College season is among us, dear computer. So slap on your affiliated university bumper sticker and step in the flow of highway traffic or get pulled under, never to return.
It has begun.
I just hate the three hour drive.
While I haven't officially moved down to the campus, I had preporatory measures to be made pre-arrival. Literally measurements. My apartment is not big. Honestly seen cat carriers bigger than my bathroom. The looming question still stands: Will that bed fit? The world may never know.

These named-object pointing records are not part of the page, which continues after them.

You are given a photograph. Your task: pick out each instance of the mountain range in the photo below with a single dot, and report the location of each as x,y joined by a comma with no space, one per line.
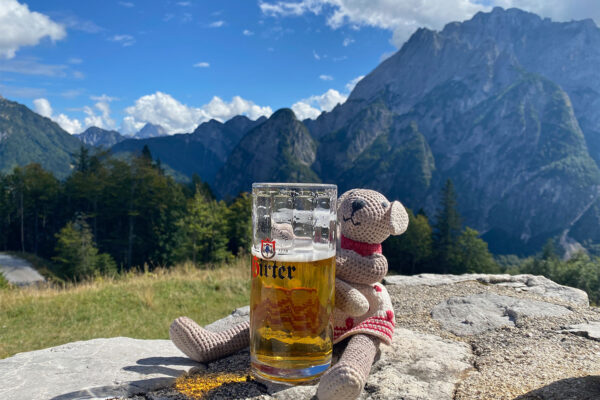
504,104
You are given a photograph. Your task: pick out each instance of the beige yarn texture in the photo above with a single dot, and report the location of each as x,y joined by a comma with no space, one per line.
201,345
364,216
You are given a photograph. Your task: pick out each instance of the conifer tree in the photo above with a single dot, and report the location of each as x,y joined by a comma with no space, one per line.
446,229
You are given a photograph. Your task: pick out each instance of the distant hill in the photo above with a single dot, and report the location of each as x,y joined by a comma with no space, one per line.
99,137
505,104
149,131
27,137
201,152
279,150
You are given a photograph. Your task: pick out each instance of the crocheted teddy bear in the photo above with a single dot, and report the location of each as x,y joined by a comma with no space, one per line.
363,307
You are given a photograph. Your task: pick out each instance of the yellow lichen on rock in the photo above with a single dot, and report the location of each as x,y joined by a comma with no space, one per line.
197,385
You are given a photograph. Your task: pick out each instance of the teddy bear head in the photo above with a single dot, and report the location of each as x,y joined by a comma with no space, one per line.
367,216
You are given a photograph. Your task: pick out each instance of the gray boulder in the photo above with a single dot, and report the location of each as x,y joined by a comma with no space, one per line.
471,315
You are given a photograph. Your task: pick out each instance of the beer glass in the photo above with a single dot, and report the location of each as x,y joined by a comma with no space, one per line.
293,277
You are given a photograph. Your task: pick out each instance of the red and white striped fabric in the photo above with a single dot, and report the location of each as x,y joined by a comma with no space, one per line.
379,321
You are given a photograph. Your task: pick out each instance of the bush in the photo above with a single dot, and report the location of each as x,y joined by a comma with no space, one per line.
77,257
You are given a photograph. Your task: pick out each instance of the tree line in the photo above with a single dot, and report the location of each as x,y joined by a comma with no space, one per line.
114,214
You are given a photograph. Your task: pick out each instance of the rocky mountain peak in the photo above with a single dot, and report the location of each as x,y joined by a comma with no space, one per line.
283,115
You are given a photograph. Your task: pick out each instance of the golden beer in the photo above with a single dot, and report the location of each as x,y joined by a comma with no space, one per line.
290,312
293,280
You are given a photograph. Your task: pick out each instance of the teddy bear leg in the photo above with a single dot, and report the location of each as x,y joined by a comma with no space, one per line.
201,345
346,379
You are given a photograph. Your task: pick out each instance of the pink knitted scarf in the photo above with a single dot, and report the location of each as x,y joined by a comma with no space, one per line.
362,248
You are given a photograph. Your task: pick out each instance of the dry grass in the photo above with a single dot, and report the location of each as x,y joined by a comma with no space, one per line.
139,305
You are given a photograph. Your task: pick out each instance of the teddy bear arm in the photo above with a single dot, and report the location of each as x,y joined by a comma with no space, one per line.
349,299
352,267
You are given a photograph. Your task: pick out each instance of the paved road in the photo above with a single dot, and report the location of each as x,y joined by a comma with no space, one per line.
18,271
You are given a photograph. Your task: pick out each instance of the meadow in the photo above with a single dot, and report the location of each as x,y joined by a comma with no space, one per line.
134,304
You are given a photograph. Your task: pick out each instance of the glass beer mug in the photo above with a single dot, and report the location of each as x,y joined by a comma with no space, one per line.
293,277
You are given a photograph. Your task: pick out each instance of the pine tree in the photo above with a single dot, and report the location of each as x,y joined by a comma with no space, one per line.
239,221
471,255
76,253
203,231
410,253
446,229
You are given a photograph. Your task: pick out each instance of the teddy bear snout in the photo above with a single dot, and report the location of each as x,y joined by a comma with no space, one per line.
358,204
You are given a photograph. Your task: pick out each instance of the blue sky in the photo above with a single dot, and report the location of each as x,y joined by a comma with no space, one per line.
120,64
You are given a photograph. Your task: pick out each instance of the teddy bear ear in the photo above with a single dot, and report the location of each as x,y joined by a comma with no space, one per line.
341,199
398,218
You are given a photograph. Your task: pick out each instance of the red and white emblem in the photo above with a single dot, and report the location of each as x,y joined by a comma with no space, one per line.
267,248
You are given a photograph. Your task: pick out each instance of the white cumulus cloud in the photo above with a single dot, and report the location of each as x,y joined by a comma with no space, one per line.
216,24
42,106
162,109
21,27
101,119
403,17
125,40
313,106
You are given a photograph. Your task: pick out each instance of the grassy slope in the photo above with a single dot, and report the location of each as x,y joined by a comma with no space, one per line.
140,306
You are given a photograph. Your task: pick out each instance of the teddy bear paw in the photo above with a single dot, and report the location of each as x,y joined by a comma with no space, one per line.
193,340
341,382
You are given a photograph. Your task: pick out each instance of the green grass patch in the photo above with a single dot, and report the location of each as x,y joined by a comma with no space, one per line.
140,305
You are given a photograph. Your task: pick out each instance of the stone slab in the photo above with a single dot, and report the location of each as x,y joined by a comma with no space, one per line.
474,314
92,369
527,283
590,330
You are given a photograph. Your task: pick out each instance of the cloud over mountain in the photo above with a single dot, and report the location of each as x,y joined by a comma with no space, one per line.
162,109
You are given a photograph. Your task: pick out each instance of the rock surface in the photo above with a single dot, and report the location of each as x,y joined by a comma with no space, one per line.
543,350
93,369
478,313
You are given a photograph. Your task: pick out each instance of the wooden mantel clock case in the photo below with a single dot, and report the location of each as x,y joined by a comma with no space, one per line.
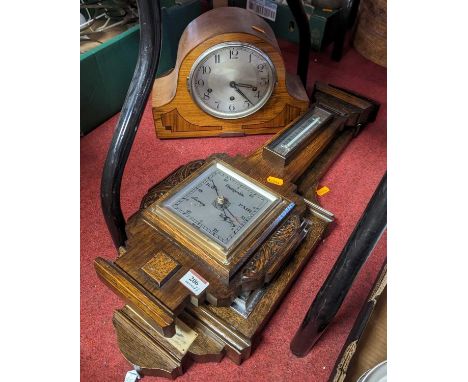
217,243
229,79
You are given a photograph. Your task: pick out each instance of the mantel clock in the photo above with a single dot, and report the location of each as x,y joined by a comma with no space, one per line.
229,79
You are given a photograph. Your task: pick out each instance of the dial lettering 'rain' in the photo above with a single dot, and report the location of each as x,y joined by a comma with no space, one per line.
220,205
233,81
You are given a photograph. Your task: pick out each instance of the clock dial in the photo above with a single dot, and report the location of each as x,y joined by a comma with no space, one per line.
221,204
232,80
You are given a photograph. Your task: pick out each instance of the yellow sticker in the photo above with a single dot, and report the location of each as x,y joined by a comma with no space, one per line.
277,181
322,191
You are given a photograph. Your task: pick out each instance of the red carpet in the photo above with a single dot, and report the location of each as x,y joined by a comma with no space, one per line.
352,180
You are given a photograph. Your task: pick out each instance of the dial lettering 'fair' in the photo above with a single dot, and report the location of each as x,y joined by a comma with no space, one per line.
221,204
232,80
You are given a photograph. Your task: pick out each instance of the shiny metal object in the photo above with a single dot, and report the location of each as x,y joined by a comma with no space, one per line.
232,80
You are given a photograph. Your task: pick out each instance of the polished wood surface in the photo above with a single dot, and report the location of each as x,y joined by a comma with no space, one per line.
161,313
175,113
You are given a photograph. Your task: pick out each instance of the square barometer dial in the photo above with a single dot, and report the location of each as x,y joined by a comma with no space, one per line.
218,207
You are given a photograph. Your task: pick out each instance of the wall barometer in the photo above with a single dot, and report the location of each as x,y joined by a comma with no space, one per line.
229,79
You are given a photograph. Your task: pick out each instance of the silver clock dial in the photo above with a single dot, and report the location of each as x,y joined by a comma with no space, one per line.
221,204
232,80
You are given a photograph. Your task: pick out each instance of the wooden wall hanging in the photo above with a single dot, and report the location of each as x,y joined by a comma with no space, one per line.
216,244
229,79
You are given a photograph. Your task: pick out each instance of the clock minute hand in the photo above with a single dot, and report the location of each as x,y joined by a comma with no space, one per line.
242,94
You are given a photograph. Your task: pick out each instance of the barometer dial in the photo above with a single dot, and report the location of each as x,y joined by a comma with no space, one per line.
232,80
221,204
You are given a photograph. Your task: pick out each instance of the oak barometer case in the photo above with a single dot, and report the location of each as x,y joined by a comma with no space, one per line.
229,79
216,244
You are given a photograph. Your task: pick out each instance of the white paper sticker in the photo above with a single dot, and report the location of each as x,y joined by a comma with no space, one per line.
194,282
264,8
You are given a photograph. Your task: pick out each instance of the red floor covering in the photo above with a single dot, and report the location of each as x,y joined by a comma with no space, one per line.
352,180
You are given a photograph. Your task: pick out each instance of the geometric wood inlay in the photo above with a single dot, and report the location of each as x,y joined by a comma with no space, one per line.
161,267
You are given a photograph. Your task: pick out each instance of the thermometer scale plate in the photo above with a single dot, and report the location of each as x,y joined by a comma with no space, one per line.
283,148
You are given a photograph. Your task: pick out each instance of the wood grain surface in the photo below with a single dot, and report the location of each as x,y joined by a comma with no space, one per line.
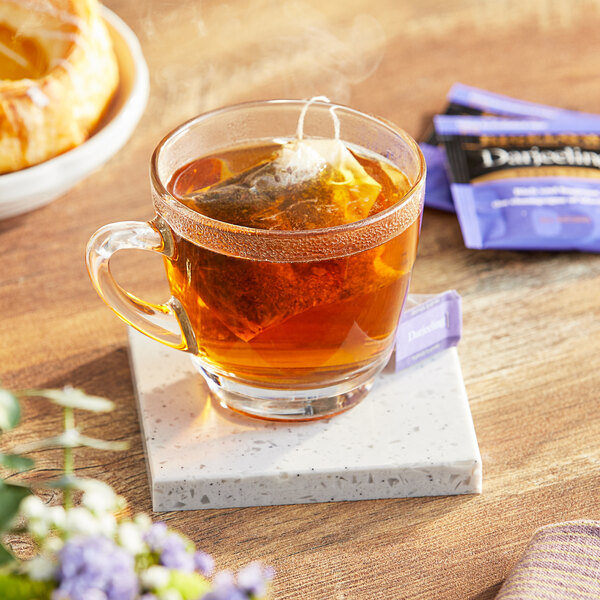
531,345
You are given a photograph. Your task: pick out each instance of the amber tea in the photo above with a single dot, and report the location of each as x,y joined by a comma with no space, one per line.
289,322
289,231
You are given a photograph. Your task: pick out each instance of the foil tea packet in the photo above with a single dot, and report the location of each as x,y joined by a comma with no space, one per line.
525,184
429,324
467,100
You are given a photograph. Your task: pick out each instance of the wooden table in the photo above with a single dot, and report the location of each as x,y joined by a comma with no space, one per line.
531,344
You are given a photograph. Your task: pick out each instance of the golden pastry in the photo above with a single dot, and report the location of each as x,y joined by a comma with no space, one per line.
58,73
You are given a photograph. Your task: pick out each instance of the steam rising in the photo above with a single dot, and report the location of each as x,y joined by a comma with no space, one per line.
274,49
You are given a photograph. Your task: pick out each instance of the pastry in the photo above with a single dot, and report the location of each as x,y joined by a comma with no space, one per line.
58,73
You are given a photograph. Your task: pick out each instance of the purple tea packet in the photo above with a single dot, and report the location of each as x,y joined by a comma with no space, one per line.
467,100
525,184
430,323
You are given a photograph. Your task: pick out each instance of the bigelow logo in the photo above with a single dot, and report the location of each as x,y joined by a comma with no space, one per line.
414,334
569,156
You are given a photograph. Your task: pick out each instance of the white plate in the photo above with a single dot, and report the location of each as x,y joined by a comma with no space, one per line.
35,186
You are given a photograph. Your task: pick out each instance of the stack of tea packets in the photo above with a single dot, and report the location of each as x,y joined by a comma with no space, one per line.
519,175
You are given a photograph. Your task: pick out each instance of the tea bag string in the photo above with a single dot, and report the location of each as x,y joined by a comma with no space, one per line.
336,120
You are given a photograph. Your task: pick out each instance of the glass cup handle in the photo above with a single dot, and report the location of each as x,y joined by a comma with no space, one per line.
167,323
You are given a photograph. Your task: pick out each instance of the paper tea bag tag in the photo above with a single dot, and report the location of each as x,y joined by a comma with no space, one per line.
354,190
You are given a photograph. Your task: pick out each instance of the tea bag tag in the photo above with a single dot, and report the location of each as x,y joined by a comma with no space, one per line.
356,189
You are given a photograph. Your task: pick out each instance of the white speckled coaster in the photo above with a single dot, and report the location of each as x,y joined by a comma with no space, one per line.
412,436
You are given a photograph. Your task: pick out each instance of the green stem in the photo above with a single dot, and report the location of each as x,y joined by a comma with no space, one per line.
69,467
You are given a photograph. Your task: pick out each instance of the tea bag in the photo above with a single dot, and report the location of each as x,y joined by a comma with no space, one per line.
307,184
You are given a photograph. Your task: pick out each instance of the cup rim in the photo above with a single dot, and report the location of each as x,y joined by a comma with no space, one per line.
279,234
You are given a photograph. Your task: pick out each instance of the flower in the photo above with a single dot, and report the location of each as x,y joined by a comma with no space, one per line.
80,521
95,568
155,577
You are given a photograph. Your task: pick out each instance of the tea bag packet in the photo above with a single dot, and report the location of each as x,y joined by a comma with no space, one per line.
467,100
525,184
306,184
429,324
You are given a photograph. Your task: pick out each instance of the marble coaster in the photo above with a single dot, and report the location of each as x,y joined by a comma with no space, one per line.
412,436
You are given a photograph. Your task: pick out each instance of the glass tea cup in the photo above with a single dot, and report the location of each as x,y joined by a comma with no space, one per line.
283,324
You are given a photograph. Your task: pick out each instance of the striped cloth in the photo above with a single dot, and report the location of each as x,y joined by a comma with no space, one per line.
561,562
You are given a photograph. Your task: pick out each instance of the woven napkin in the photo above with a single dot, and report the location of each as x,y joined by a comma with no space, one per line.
561,562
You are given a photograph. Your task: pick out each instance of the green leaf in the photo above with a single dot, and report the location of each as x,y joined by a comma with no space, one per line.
65,482
70,397
20,587
10,498
15,462
10,410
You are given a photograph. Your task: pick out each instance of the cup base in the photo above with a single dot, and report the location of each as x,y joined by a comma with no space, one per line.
289,405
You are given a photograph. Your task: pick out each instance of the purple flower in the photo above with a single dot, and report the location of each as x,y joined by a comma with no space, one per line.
174,554
155,536
204,563
95,568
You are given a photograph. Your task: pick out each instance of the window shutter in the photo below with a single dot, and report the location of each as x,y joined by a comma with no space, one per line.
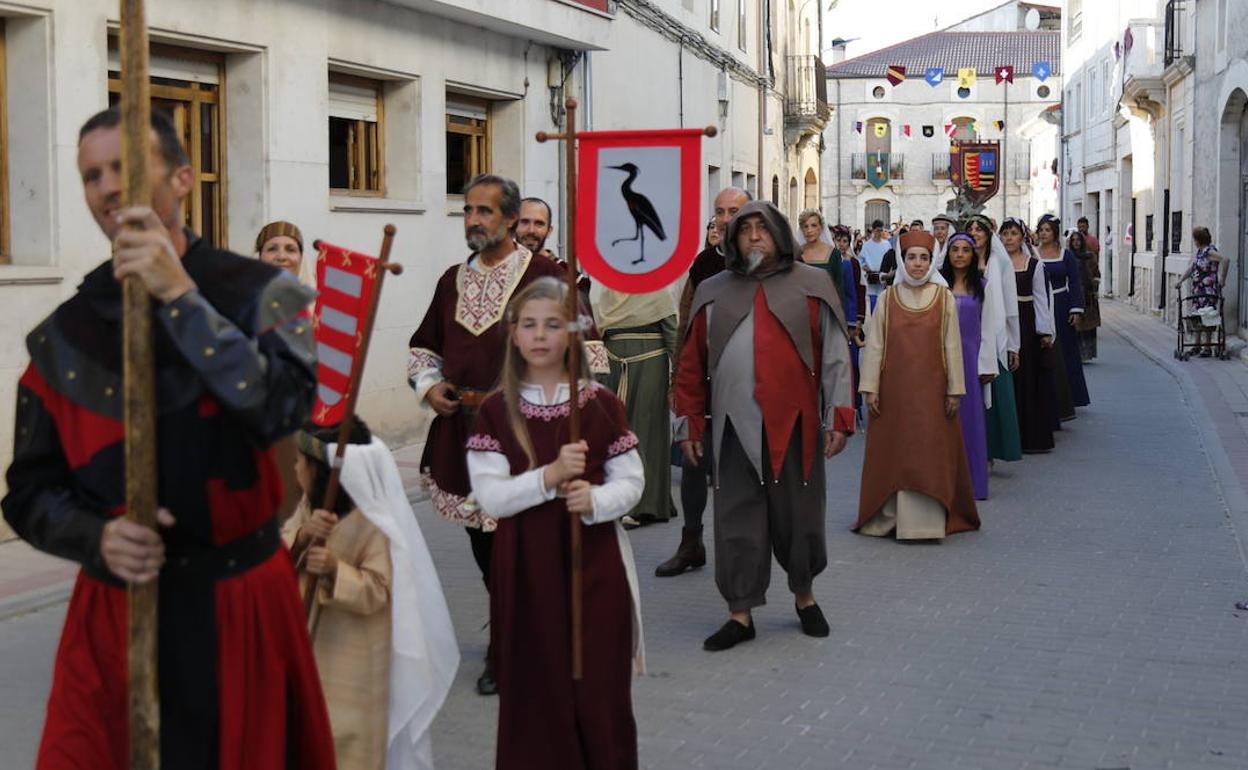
352,101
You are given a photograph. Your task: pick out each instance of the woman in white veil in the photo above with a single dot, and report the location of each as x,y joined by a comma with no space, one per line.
1005,442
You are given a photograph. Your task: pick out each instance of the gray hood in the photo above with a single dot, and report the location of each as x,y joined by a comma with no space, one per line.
776,224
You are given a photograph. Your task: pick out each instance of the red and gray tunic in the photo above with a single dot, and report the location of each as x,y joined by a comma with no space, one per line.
774,350
235,371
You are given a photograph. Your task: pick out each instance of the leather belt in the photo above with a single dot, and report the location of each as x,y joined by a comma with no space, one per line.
220,563
471,397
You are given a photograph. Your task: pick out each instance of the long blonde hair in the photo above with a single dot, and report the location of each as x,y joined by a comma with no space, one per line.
514,365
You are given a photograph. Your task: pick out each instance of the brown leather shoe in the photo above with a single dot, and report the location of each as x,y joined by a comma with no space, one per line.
690,554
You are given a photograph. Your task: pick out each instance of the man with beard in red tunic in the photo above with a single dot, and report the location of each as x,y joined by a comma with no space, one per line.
457,353
235,371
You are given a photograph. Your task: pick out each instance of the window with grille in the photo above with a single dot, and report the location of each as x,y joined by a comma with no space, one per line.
186,85
356,135
468,151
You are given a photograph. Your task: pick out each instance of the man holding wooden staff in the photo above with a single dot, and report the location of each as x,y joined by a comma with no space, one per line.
235,371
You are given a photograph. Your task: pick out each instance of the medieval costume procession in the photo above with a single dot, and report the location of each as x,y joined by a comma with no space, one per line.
587,385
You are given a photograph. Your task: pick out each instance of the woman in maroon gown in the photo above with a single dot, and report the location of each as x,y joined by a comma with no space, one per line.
527,473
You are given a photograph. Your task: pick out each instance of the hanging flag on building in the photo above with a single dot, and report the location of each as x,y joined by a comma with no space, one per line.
877,169
975,164
347,281
638,220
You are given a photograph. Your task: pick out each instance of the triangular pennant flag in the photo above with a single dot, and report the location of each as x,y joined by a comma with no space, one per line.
347,280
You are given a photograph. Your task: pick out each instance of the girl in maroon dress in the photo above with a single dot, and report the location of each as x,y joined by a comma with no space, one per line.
532,478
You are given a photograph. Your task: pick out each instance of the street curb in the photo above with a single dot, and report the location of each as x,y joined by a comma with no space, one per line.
36,599
1233,496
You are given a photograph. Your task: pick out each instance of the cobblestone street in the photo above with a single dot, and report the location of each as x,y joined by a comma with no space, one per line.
1091,624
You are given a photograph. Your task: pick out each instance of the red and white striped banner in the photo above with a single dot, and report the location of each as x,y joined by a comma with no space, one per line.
345,280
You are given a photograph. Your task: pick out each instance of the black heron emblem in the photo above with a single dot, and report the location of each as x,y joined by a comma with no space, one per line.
642,210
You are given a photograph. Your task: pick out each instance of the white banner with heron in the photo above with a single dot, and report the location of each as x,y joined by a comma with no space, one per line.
638,220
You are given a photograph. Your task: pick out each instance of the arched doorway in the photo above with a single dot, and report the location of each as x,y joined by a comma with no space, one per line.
964,129
811,192
1231,230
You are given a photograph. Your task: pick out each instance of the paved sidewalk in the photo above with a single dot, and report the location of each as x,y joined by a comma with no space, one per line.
1217,393
1090,624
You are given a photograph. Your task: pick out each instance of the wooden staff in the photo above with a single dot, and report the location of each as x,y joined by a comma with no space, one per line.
569,137
139,392
312,585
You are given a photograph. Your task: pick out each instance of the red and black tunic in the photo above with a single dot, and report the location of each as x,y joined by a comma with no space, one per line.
235,371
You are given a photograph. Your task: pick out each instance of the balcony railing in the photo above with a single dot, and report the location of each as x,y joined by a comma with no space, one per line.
864,166
806,90
1173,30
1020,167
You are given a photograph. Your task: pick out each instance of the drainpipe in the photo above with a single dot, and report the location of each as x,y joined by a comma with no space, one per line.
680,77
764,20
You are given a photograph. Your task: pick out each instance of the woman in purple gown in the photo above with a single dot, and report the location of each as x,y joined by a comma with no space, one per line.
961,270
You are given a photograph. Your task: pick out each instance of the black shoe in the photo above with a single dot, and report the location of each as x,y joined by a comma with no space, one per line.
728,637
690,554
813,622
486,684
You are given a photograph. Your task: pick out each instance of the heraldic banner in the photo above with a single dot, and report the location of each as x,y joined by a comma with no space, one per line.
976,166
639,206
347,280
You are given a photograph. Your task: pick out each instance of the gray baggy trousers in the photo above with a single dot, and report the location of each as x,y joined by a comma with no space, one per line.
753,517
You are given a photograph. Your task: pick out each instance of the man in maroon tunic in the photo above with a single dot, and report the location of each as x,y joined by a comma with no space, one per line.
235,371
457,353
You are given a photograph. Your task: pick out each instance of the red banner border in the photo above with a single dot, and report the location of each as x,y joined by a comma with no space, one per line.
590,260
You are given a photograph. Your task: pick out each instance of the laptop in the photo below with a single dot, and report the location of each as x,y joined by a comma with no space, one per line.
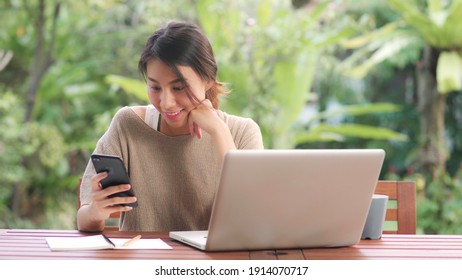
282,199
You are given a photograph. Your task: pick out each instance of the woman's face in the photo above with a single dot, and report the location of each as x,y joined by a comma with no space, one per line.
168,94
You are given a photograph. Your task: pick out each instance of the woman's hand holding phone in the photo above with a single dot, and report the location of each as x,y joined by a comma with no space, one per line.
104,200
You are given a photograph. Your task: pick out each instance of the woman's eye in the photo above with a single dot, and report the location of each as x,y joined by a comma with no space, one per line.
154,88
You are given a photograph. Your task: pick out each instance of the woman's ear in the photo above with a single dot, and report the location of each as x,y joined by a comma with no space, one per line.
209,85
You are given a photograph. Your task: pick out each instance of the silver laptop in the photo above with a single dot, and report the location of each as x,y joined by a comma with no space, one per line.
281,199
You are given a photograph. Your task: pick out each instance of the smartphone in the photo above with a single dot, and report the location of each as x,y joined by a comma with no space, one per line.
117,175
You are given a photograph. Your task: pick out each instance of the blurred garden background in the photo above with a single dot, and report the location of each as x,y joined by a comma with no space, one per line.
314,74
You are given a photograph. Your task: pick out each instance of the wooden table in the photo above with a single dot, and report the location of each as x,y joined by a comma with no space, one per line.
31,244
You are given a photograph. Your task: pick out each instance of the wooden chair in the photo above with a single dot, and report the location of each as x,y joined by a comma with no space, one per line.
401,212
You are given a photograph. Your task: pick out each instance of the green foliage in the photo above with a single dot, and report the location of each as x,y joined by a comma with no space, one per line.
440,207
274,51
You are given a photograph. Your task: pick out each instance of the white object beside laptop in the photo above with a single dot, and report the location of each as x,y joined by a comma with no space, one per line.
280,199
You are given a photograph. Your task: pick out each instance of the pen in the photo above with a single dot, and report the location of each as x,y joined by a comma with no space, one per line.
132,240
108,240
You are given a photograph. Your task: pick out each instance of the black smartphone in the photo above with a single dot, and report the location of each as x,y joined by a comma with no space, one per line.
117,175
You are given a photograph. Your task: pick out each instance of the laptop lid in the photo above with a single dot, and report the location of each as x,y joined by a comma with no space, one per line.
275,199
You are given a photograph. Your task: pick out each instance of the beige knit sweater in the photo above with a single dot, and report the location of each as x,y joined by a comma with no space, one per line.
174,178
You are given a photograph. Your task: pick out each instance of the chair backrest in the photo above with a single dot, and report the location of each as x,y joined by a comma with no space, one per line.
401,212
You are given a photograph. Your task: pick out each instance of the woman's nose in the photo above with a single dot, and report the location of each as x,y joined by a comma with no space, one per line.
167,99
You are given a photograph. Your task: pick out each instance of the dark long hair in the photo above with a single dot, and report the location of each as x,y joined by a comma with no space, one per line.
184,44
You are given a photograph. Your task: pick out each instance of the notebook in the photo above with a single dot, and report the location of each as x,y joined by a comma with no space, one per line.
100,242
281,199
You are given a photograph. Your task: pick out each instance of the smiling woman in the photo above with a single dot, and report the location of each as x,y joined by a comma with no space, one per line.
172,148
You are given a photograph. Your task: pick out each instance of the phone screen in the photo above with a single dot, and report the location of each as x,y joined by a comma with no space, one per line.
117,175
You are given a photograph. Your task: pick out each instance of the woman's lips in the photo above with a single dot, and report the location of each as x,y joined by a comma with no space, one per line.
172,115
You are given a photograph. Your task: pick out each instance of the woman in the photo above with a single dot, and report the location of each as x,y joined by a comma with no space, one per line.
173,149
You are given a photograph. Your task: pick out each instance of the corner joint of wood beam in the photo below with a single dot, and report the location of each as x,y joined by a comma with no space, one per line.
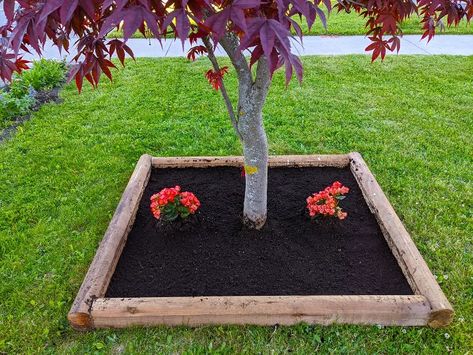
440,318
80,321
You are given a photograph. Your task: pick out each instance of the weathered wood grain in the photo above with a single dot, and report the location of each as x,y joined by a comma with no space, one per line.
410,260
105,260
260,310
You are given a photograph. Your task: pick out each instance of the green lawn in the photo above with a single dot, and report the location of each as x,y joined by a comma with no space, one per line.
348,24
64,171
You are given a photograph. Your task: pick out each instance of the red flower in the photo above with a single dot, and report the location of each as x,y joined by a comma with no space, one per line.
325,202
171,203
189,200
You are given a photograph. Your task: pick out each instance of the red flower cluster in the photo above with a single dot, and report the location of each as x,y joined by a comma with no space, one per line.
170,203
325,202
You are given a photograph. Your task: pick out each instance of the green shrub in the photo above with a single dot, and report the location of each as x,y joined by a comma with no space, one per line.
19,97
12,106
45,74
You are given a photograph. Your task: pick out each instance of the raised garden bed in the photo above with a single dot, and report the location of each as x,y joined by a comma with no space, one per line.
362,270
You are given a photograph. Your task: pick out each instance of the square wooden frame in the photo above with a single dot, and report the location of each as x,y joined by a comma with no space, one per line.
428,306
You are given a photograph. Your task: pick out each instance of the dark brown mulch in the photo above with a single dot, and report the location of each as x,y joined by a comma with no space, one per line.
214,255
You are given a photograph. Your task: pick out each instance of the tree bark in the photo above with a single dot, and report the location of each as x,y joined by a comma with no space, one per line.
255,145
251,98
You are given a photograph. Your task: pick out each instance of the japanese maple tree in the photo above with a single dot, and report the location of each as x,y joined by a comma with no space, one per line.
252,32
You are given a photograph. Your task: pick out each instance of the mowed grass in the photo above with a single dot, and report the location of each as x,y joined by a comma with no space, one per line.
65,170
349,24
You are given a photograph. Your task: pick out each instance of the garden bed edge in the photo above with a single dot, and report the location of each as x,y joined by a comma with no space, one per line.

Jobs were applied for, banking was done, and lots of free food was devoured. Everyone remember Sean the Noodle Kid? Or as my mom calls him, "That red haired boy?" --like we don't have those in the Thumb--well, he turned twenty-one and lives in Ann Arbor. Crazy coincidence that I may have scheduled most of my pre-move-in shananigins in order to make his birthday into awesome. Us ex-exchange students have to stick together, you see.
I wish I could have photo documented the whole trip. Windmills are really starting to dot the landscape around my town--which I am more than giddy with excitement for--and it was a beautiful day of driving. Missed jamming out to my music so I crammed all of that in on the drive down, much to the displeasure of my driving buddy/college sidekick. Got to Ann Arbor and attack hugged Sean and Brettbrett, my very first college friends, and we shimmied around town getting free stuff. Aparently, in Annarborise, a merrily tossed "It's my birthday!" translates to "Please sir, give me everything for free." Cupcakes, coffee, ice cream, crepes, six bagels and a gelato!?! It's no wonder we didn't eat supper. Did I also mention the ice cream cake?
Some squirrel whispering (That's the delicate art of finding one of the hundreds of thousands of chubby squirrels on campus and calling them over to feed them peanuts.) rounded out the afternoon and the evening settled into kicking it old school and listening to records late into the night.
The tradition continues and another year goes by as thousands of students flock to school. I think I'm starting to see what all of the fuss is about.